I didn't see a thread so here I am in petstores they put bettas with feeder fish and they seem to coexist. Is that safe? 
Also can crayfish live with bettas?


----------



## jaysee (Dec 9, 2009)

Full size crayfish will absolutely destroy a betta. Dwarf crays, however, are safe to be kept with bettas. Just make sure you provide some small caves that the betta can't get into or it could easily eat them when they molt. How many dwarf crays you could keep is a function of how large your tank is.


----------



## LittleBettaFish (Oct 2, 2010)

What kind of feeder fish are you talking about? Most feeders I have seen used here are either low grade guppies/livebearers, rosy barbs (I think it's them anyway) or small goldfish. 

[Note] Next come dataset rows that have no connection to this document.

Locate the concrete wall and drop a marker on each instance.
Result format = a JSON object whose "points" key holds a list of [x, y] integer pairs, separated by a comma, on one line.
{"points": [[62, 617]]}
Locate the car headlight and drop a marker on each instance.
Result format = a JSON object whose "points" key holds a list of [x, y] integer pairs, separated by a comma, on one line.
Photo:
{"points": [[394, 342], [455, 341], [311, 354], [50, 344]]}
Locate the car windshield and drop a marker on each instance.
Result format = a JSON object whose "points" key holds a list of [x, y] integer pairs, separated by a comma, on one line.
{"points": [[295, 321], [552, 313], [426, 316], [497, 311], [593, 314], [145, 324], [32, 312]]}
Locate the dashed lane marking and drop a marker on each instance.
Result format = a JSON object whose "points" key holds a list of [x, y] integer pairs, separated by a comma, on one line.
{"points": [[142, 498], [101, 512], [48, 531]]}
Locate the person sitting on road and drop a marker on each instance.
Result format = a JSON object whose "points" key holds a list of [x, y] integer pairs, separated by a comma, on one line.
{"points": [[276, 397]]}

Pet stores do a lot of things that a considerate fish owner wouldn't and shouldn't.


----------



## jaysee (Dec 9, 2009)

Rosy reds, not barbs  Rosy reds are minnows.


----------



## LittleBettaFish (Oct 2, 2010)

I don't think we actually have rosy reds here in Oz. Never seen them anywhere. The ones I see at pet and fish stores are I believe poorly coloured rosy barbs.


----------



## jaysee (Dec 9, 2009)

Can't tell where people are from on the phone 

Rosy barbs? Eh, same difference I suppose!


----------



## JaniceAndFred (Nov 5, 2013)

LittleBettaFish said:


> What kind of feeder fish are you talking about? Most feeders I have seen used here are either low grade guppies/livebearers, rosy barbs (I think it's them anyway) or small goldfish.
> 
> Pet stores do a lot of things that a considerate fish owner wouldn't and shouldn't.


The ones they have are feeder goldfish they also have rosy reds. This petstore by me is the worst of any petstore ive ever been in they been introuble at least 3 times. Im not sure if its normal but when they were bagging the feeder fish they spoon the bag so fast seem that spinning them is unsafe and they said they were stinking extras incase they die. Next time I go back I should take a vid. Went to walmart not long ago and they had dead fish in their tanks.


----------



## LittleBettaFish (Oct 2, 2010)

Sadly most feeder fish are pretty poorly kept/treated because their only real purpose in life is to be fed to another fish. 

Goldfish are definitely not suitable tankmates for bettas. Not sure on the rosy reds, but from what I've read it sounds like they prefer cooler water than bettas need.


----------